1.      a. During the Inquest evidence was heard that Eifion’s GP had made a ‘very
urgent’ referral to the Single Point of Access and Allocation within BCUHB on 13 May 2022 indicating that on the background of attempts at ending his life, he was extremely concerned that Eifion was experiencing deterioration in his mental state. This document was contained within the hard copy set of notes held by the Psychiatric Liaison Team. When Eifion attended at the Emergency Department the following day, on 14 May 2022, the Emergency department staff were not aware of this ‘very urgent’ referral as they only had access to the electronic notes and not the hard copy notes. Had they been aware it is likely to have further informed their decision making. It is concerning that the process of ensuring electronic notes to allow for fully informed decisions around treatment and care based on all available records, is not available to staff. It was not clear at Inquest whether the transition from paper-based notes to electronic notes was a Health Board initiative or a nationally followed initiative. Either way, any delay in ensuring all notes are available electronically is potentially harmful to patients.
b. During the evidence it was accepted that ‘a’ above was not a consideration for improvement as part of the Health Board’s investigation and so was not an action within the Action Plan upon which it could make improvements or plan to make improvements. It is surprising that the Health Board did not consider this as an issue which required further consideration and improvements in its learning and improvement.
An investigation was commenced by the Health Board into Eifion’s death which appears to have been concluded in July 2022 but did not appear to be finalised and ready for sharing / disseminating until March 2023. I have previously issued Prevention of Future Death Reports to the Health Board pertaining to the lack of timeliness of their investigations, specifically in relation to investigations from deaths in 2020 and 2021. Whilst I have previously been advised of improvements into investigation processes in respect of more recent deaths the issue of timeliness remains. Eifion died in 2022 and yet the time it took for the investigation to be completed and shared, with actions undertaken has been too long. I am concerned that deaths will occur when the actions arising are not acted upon in a timely manner.
In my opinion action should be taken to prevent future deaths and I believe you have the power to take such action.

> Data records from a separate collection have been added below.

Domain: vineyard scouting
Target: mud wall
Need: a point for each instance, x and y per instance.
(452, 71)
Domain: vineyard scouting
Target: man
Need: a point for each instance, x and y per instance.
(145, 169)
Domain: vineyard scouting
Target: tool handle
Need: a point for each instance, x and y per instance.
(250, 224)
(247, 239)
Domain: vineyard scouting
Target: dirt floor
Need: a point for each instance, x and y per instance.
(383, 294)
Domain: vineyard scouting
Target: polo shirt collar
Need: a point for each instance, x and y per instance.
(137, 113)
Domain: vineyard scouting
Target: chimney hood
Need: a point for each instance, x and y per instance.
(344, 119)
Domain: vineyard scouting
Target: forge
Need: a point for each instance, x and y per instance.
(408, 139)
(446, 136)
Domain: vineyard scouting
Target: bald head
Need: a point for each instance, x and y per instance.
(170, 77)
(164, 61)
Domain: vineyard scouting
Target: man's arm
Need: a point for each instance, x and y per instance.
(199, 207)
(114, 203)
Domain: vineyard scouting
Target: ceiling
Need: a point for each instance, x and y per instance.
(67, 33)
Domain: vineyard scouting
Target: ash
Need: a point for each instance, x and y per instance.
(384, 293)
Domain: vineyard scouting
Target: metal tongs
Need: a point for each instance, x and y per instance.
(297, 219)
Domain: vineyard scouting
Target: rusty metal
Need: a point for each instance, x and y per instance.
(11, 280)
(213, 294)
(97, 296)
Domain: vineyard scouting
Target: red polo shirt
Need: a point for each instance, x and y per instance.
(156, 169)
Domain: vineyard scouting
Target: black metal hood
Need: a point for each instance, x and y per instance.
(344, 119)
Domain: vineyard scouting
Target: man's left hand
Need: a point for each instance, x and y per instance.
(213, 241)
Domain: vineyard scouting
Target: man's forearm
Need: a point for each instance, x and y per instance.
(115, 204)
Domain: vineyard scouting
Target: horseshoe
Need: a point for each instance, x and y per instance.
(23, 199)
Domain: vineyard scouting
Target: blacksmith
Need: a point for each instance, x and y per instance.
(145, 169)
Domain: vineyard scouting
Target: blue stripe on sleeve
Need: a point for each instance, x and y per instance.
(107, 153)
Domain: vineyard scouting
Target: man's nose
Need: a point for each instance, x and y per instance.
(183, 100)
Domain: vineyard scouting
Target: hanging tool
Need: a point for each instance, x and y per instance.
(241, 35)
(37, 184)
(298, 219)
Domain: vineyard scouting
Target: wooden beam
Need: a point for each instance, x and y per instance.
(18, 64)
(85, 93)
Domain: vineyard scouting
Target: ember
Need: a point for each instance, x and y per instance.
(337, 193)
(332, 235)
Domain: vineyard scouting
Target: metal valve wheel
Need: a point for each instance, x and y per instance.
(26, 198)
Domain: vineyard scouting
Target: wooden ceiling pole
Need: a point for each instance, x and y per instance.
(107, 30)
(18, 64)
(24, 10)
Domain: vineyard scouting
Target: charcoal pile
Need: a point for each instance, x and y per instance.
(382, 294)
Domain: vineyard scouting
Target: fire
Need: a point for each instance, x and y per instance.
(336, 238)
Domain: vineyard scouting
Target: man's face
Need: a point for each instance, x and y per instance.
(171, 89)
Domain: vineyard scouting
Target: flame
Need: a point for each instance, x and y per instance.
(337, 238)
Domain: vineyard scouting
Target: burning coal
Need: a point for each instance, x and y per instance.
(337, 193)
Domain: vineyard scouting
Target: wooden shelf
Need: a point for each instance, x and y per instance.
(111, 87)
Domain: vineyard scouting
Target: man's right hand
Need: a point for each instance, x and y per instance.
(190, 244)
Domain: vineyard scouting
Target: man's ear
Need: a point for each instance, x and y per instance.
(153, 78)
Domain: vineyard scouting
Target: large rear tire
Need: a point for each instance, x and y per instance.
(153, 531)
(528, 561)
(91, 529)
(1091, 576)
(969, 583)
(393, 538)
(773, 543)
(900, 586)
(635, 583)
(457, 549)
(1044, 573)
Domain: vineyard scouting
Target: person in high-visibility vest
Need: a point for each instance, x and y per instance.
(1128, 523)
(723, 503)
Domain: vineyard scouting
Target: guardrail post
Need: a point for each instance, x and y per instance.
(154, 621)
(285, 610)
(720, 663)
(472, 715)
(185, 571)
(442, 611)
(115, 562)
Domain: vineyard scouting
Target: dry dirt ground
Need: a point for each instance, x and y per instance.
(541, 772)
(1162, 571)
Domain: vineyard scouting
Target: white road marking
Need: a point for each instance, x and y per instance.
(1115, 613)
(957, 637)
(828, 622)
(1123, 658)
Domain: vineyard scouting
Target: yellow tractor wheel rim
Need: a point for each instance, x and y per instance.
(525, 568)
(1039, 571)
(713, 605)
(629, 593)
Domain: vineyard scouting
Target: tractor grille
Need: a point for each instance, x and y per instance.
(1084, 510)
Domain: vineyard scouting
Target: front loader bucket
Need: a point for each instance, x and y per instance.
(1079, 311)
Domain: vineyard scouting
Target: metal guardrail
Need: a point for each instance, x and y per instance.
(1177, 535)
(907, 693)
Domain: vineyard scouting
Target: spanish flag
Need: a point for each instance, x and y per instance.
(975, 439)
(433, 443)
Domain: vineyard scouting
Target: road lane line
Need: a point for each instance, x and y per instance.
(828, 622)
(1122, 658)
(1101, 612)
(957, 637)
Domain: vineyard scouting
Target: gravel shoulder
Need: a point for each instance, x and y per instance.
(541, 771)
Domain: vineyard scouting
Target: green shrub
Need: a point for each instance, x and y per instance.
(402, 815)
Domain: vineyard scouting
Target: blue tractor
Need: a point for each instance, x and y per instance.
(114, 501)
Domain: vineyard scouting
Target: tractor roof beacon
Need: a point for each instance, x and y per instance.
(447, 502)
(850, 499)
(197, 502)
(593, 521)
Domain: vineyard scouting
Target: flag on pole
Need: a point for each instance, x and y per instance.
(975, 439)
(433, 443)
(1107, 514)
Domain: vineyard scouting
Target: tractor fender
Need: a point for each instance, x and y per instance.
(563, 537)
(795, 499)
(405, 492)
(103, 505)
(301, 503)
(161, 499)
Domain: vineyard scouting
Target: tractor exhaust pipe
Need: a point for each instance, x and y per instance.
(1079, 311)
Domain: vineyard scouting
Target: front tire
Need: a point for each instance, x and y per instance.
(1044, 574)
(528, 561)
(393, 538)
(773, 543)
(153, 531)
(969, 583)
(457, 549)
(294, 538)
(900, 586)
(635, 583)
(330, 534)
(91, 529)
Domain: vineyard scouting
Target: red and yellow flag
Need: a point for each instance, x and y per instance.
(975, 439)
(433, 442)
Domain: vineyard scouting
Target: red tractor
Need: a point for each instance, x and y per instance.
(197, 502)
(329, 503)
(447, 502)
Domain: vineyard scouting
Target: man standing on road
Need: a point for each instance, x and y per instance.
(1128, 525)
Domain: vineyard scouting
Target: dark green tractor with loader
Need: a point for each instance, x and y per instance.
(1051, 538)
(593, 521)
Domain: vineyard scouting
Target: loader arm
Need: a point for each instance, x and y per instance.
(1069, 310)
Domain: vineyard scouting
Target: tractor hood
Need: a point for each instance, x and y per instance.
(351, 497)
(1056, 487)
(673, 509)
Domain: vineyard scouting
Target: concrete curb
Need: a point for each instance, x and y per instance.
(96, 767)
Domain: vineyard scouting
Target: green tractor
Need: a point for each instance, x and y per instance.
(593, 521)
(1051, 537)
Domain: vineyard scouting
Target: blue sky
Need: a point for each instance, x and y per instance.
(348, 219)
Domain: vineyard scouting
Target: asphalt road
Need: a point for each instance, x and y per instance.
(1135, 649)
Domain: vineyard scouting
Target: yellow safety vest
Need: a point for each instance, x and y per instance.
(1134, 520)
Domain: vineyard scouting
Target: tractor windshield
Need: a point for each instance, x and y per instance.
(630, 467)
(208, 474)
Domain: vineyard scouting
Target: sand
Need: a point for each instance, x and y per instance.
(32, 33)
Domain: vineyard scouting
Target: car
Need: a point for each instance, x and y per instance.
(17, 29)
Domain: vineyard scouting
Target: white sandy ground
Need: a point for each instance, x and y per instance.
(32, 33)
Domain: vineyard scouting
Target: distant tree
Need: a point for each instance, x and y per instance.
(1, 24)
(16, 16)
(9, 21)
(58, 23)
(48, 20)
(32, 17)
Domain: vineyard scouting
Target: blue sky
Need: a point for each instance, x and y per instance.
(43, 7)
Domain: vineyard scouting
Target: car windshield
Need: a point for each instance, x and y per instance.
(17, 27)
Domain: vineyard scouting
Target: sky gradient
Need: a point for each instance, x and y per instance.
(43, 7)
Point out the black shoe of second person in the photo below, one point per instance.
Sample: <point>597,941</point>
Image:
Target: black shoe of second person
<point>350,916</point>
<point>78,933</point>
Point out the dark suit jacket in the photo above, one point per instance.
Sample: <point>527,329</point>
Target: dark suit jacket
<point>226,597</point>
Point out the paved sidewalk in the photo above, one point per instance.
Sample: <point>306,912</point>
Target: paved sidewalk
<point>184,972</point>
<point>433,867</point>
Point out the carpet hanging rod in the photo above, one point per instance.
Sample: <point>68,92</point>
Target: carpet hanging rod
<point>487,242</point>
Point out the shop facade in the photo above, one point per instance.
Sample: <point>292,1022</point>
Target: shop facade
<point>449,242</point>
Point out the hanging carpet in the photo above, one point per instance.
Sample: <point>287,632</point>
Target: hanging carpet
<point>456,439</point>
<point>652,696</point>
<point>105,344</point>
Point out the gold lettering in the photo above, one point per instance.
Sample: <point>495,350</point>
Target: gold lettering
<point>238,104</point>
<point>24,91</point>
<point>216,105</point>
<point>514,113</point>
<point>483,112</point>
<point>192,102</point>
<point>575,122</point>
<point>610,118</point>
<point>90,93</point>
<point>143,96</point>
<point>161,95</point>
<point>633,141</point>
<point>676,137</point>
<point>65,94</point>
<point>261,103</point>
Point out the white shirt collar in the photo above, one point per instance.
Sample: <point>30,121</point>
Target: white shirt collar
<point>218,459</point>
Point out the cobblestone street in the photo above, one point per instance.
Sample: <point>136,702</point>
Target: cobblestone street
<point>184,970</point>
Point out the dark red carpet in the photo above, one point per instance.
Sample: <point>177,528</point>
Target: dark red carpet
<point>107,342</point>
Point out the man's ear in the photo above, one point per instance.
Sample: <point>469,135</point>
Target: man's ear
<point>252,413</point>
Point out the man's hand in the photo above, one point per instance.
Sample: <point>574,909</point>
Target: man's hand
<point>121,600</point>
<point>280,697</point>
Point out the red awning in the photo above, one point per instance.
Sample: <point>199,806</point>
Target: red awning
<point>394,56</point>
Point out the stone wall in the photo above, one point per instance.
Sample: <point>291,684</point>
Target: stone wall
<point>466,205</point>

You are under a duty to respond to this report within 56 days of the date of this report, namely 3 August 2023. I, Kate Sutherland, the Coroner, may extend the period.
Your response must contain details of action taken or proposed to be taken, setting out the timetable for action. Otherwise, you must explain why no action is proposed.
I have sent a copy of my report to the Family of the Deceased and to the Chief Coroner. I have also sent a copy to Eluned Morgan, Heath Minister.
I am also under a duty to send the Chief Coroner a copy of your response.
The Chief Coroner may publish either or both in a complete or redacted or summary form. He may send a copy of this report to any person who he believes may find it useful or of interest. You may make representations to me, the coroner, at the time of your response, about the release or the publication of your response by the Chief Coroner.